Genetic control of embryogenesis in rice

Abstract

The fundamental body organization in higher plants is established during embryogenesis, although most morphogenetic events occur after embryogenesis (Jürgens et al. 1994; Meinke 1995). Like all of the sexually reproducing organisms, vascular plants begin their existence as a single cell, the fertilized egg or zygote. This cell proliferates to become an embryo with differentiating organs and tissues. During the early stages of embryogenesis, several body axes, which form the basis for apical-basal and radial patterns, are formed.
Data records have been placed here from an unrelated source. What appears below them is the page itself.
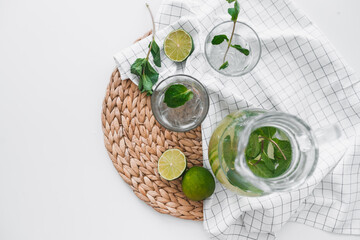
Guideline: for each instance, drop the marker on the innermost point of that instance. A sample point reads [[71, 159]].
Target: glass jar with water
[[254, 152]]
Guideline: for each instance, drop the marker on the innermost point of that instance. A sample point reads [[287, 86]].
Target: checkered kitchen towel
[[299, 73]]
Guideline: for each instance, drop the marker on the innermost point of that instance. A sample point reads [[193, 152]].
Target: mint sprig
[[261, 160], [142, 67], [218, 39], [177, 95]]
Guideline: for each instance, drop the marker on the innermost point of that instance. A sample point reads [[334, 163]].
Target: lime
[[198, 183], [171, 164], [178, 45]]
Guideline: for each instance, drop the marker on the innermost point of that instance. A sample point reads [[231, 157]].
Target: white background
[[56, 180]]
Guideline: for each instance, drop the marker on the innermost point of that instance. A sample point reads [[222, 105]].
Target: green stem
[[229, 44], [153, 32]]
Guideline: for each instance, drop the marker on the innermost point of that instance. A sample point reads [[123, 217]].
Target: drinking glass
[[239, 64]]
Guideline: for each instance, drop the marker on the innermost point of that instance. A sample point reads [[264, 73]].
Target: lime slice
[[198, 183], [178, 45], [172, 164]]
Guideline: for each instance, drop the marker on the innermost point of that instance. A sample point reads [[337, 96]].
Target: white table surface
[[56, 180]]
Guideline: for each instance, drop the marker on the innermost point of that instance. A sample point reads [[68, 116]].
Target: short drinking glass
[[186, 117], [239, 64]]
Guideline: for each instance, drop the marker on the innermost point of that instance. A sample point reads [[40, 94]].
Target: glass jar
[[238, 126], [239, 64]]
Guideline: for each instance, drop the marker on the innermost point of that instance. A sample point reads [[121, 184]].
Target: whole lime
[[198, 183]]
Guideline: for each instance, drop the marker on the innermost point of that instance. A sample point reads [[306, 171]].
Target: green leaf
[[261, 170], [254, 146], [137, 66], [224, 65], [228, 152], [244, 51], [218, 39], [146, 84], [155, 52], [283, 164], [281, 168], [236, 180], [234, 12], [177, 95], [285, 147], [268, 162], [266, 131]]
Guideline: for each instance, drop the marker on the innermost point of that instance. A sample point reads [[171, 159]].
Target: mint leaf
[[155, 52], [285, 147], [281, 168], [234, 12], [266, 131], [224, 65], [253, 148], [177, 95], [268, 163], [137, 66], [283, 164], [244, 51], [228, 152], [218, 39]]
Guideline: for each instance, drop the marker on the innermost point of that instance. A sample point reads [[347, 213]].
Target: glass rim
[[246, 70], [274, 182], [200, 119]]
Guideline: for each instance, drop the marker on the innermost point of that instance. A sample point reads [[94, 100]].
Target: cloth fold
[[299, 73]]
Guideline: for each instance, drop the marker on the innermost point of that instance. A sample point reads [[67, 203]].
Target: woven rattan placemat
[[135, 141]]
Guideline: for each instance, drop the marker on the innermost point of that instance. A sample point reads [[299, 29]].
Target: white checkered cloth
[[299, 73]]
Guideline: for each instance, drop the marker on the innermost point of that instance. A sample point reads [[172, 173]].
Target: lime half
[[198, 183], [171, 164], [178, 45]]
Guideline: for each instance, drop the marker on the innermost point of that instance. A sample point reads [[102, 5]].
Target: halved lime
[[198, 183], [178, 45], [171, 164]]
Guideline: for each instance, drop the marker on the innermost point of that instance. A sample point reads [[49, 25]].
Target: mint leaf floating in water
[[142, 67], [254, 146], [218, 39], [228, 153], [177, 95], [225, 65], [268, 156]]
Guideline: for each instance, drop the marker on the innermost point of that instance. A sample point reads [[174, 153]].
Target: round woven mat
[[135, 141]]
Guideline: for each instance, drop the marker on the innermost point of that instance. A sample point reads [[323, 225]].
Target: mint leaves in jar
[[177, 95], [268, 153]]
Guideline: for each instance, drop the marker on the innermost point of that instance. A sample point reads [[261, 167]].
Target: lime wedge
[[178, 45], [171, 164]]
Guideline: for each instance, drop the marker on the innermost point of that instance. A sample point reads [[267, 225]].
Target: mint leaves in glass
[[180, 103], [177, 95], [268, 153], [232, 48], [253, 152]]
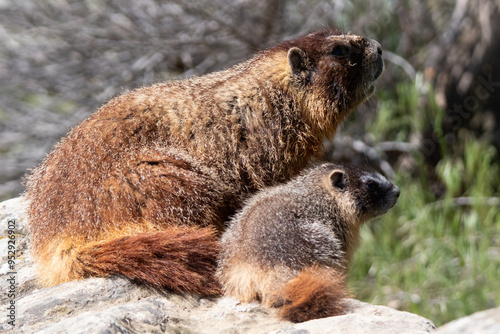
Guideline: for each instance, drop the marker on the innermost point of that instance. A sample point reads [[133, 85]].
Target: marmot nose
[[397, 192]]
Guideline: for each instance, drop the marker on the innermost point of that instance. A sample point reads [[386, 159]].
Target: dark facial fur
[[372, 193]]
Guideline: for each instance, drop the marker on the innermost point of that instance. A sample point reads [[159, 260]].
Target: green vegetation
[[437, 252]]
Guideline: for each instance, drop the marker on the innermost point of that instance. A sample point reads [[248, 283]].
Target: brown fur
[[315, 293], [187, 153], [291, 245]]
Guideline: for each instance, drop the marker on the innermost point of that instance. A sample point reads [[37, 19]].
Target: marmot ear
[[338, 179], [298, 61]]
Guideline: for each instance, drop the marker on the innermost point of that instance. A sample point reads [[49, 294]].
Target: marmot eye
[[340, 51]]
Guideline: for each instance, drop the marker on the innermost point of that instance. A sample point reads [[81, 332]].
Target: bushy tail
[[180, 259], [315, 293]]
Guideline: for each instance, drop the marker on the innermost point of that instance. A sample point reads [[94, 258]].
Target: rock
[[484, 322], [117, 305]]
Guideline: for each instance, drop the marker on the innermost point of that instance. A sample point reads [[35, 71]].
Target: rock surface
[[116, 305]]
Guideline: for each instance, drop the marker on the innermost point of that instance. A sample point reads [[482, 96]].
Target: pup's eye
[[340, 51]]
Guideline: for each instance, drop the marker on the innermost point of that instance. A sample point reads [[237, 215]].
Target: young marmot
[[144, 186], [291, 245]]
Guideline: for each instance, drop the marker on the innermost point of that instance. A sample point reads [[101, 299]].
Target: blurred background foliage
[[434, 127]]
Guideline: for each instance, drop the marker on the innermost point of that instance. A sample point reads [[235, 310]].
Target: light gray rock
[[484, 322], [116, 305]]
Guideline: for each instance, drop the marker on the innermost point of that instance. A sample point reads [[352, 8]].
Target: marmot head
[[367, 192], [335, 68]]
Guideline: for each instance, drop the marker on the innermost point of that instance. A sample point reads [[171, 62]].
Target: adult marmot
[[143, 187], [291, 245]]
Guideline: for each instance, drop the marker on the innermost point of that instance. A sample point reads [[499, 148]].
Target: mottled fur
[[291, 245], [187, 153]]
In monocotyledonous plants such as rice, the shape of the embryo is not radially symmetrical (Fig. 1). This leads to the existence of the third axis, the dorsiventral axis. In the embryo, the region where the shoot develops is defined as the ventral side, while the opposite side then becomes the dorsal side. The shoot apical meristem (SAM) is a center of morphogenesis in plants, as it produces most of the above-ground parts, including the leaves, stems, and axillary buds; the other type of meristematic tissue, the root apical meristem (RAM), generates the below-ground parts (Steeves and Sussex 1989). The SAM and RAM are first formed during early embryogenesis at fixed positions based on positional information defined by the three polarized axes, which determine the basic body organization.